Don't wait for it to escalate

Canine communication is not nearly as overt or in your face as our communication tends to be. Sure we have subtlties and nuances in body language, facial expressions, micro facial expression, tone of voice and other less obvious pieces of communications but most of our communication is big and open. We communicate clearly and blatantly by talking–we share ideas, express needs, negotiate, debate, plan, and argue. There are likely details in the smaller bits of communication but the bulk of it is pretty big. Dogs are generally the opposite with their communications. They may start with something small like a lip lick or a look away and only escalate if those attempts at communicating fail.

These small signals are often not seen, understood, interpreted, or acknowledged by humans which can lead to some dangerous problems. When dogs feel their message is not being heard, they have no other way to express it than to escalate and unfortunately, in many instances this means ultimately growling, snarling, snapping, or biting.

Over the Thanksgiving holiday I got a really nice clip of video of Shayne and Rio. I had been filming the pups eating their Turkey-Day Kongs when I caught a moment between Shayne and Rio.
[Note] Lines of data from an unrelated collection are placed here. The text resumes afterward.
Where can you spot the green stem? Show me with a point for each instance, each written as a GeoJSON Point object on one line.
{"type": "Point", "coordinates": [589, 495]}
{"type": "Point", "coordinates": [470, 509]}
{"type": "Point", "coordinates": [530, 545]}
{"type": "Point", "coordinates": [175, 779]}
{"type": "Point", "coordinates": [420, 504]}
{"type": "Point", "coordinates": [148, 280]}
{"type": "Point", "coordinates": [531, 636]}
I want you to watch the first 59 seconds of the video and then pause it. You can re-watch if you’d like but I want you to think about everything you see in terms of communication between the two dogs. What do you see? Feel fre to leave a comment on what you saw in the initial full-speed video clip. Once you’ve thought bout it go ahead and continue playing the video to check out the slowed down version.

Although an accident, I think this video is incredibly important. Not only does it show Shayne’s resource guarding behaviors and how she escalates–first a freeze with a hard stare and small tooth display, then a freeze with a harder c-shaped mouth, more tooth display and there was a low growl that I didn’t mention (because I was working with the video in silent and didn’t notice it until re-watching the raw footage for another video I’m working on), and finally she moved to physically claim the item (which is where I stepped in) but it also shows how Rio communicates to try and diffuse the situation. Rio’s behavior was critical in his escaping the situation unscathed. If he had not offered the lip licking, look-aways, turns, whale eyes, and paw lift, it could have ended very differently.
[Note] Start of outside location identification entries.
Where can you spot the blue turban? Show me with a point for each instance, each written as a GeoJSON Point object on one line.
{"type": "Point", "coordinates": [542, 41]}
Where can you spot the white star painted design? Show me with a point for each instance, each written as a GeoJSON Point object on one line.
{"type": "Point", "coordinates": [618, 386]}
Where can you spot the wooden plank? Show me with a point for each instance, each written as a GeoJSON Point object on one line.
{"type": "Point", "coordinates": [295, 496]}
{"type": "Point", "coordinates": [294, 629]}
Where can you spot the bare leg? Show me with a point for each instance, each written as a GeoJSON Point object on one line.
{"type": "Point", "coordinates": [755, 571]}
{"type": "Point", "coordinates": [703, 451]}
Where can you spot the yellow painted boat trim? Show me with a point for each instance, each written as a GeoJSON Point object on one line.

Why is all that so important, you might ask, well, besides the fact it’s good to know and helpful when dealing with dog to dog resource guarding to have a picture of the precursors that are likely happening before the escalation so you can step in if needed but imagine for a moment that Rio was a person. Rio recognized the lower levels of Shayne’s resource guarding and acted with all the appropriate doggie language to help diffuse the situation with Shayne; he prevented her from escalating into something more violent–would you know how to recognize the early signs? How about your 8 year old niece or nephew? Being able to recognize the earliest moments of resource guarding can help a person get out of the situation with out it escalating into something dangerous (while taking note that there needs to be some work on the resource guarding behavior to fix it).
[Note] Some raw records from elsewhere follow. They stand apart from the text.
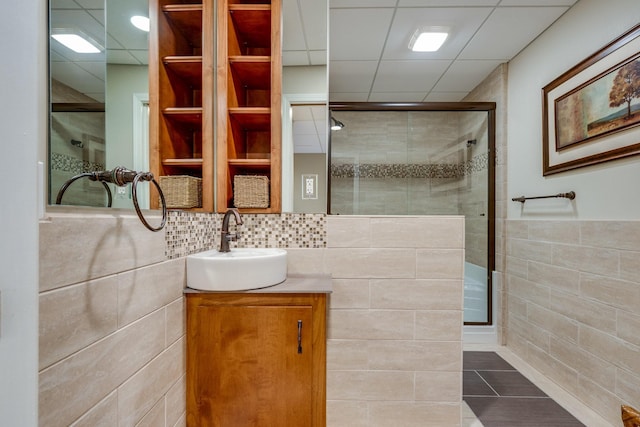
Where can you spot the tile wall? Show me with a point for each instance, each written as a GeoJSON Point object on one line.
{"type": "Point", "coordinates": [112, 341]}
{"type": "Point", "coordinates": [112, 338]}
{"type": "Point", "coordinates": [573, 298]}
{"type": "Point", "coordinates": [395, 321]}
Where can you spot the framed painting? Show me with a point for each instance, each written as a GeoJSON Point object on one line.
{"type": "Point", "coordinates": [591, 113]}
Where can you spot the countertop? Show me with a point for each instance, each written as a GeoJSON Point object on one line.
{"type": "Point", "coordinates": [294, 284]}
Do not wait for a dog to choose to escalate their threat to a growl, snarl, snap, or bite to then listen to their threat and get out of the situation. There are a multitude of warnings prior to an escalation (assuming they haven’t been punished out) and it’s important to know and recognize these warnings to keep yourself (and others) safe. This is not to say you tolerate the resource guarding–you keep yourself and others safe by knowing the early warning signs while you contact a qualified trainer to help you resolve the guarding behavior.